My health, my family, my friends, my career, the places I’ve visited and the people I’ve met, the good days and the bad days, the joyful times and painful times, the gift of life — I’m thankful for it all.
Gratitude and optimism is something I’ve been struggling with lately. Letting my pain and heart ache tell me I will never have the strength to get up or that there’s no light at the end of the tunnel. Working day in and day out just to keep myself busy – but this is why I left EY so I’d never have to overwork myself again or closing myself off because I lost my confidence. But this pain and this time, is a season for me to focus on my strengths, to focus on me, and to figure out how I can be better than who I was yesterday. To actively pursue some of my dreams, or things that have been on the back burner but never touched, and a chance to prove to myself that I’m capable and the best has yet to come in my life.
My family especially my Grandmother. Is a big part of my reason to give thanks everyday. That behind every success I’ve ever accomplished and my failures, they were right beside me and cheer for me during the best and hard days.
The switch from finance to data is something I talk about too frequently. But I can’t thank my team enough for their support in my professional and personal life. The fact I work with men, and they advocate for my mental health and my career development, is something invaluable. That when I asked if I could work from home for an indefinite amount of time due to personal issues, they asked if there was more they could do for me or if I wanted time off. After 5 weeks, I have finally returned to the office. And the smiles, the welcome back greetings and the hugs I received walking back in, really amplified my belief that I feel at home wearing blue and white.
The gift of friendship. The friends I’ve made from CFC, FOCUS, UNF, Hollister, EY, D&B, Camp Gladiator, St. John’s, my womb to tomb crew, are the biggest blessings yet. That these individuals defend me, heal my internal pain that Advil can’t, and love me like no other.
My family reminds one another that health is wealth. That we have to take care of ourselves and love ourselves. Health plays a prominent part with why we travel so frequently. I can exercise weekly and try to make sure I eat properly, but both sides of my family have a long time history of heart disease. We never know what might happen tomorrow. And so we take our chances and try to make every moment count. That if there’s a day we can’t walk, move or grow old, we can look back and say “I got to see the world.”

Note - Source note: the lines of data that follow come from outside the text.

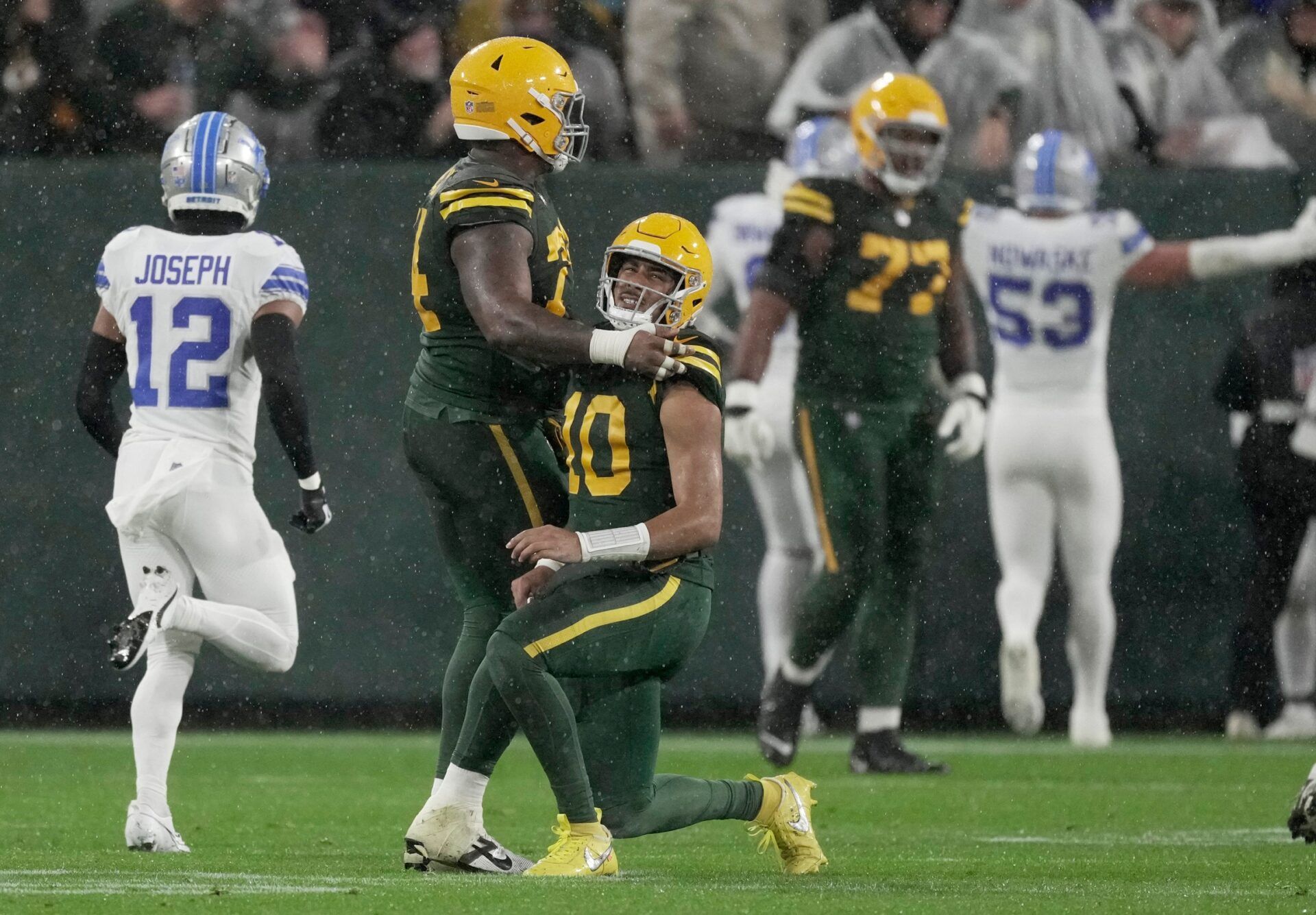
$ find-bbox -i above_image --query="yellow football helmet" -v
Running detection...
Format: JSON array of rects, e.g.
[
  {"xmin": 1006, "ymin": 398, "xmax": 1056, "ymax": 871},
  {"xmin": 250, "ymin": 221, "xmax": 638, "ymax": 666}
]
[
  {"xmin": 448, "ymin": 38, "xmax": 589, "ymax": 171},
  {"xmin": 850, "ymin": 73, "xmax": 950, "ymax": 196},
  {"xmin": 599, "ymin": 213, "xmax": 714, "ymax": 329}
]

The ability to love and be confident with who I am. Despite my flaws and areas where I can continue to grow, I’m unapologetic for who I am. I’ll always look for areas of improvement. But I will not change what I consider the good parts in my heart. And it’s a shame that society will tell you, you can’t be nice and that going the extra mile is a waste of time— because it sets yourself up for disappointment. My parents taught me that though there may be times where our hands are empty, our hearts are always full.
While I tell myself from time to time that I’m weak and I look down on myself, my friends, family and even colleagues have pushed me to get back up. I’m slowly starting to believe that there’s no reason to be hard on myself. And even if I don’t stand back up immediately, I think it’s still a win when I put a foot on the ground and get ready to stand. While I wake up everyday and wonder what’s the goal or the mission, why was I given another day, it can only go up from there and not enough money will ever buy us more time. Although I may struggle to believe and understand sometimes life is a gift, I know it is and all I want to do is be thankful for it all. That each day poses new blessings and sustains old ones.
May this upcoming holiday season be a reminder for us all, to cherish all the moments, spend time with our loved ones, take time to take care of yourself, and give thanks for even the smallest things in life.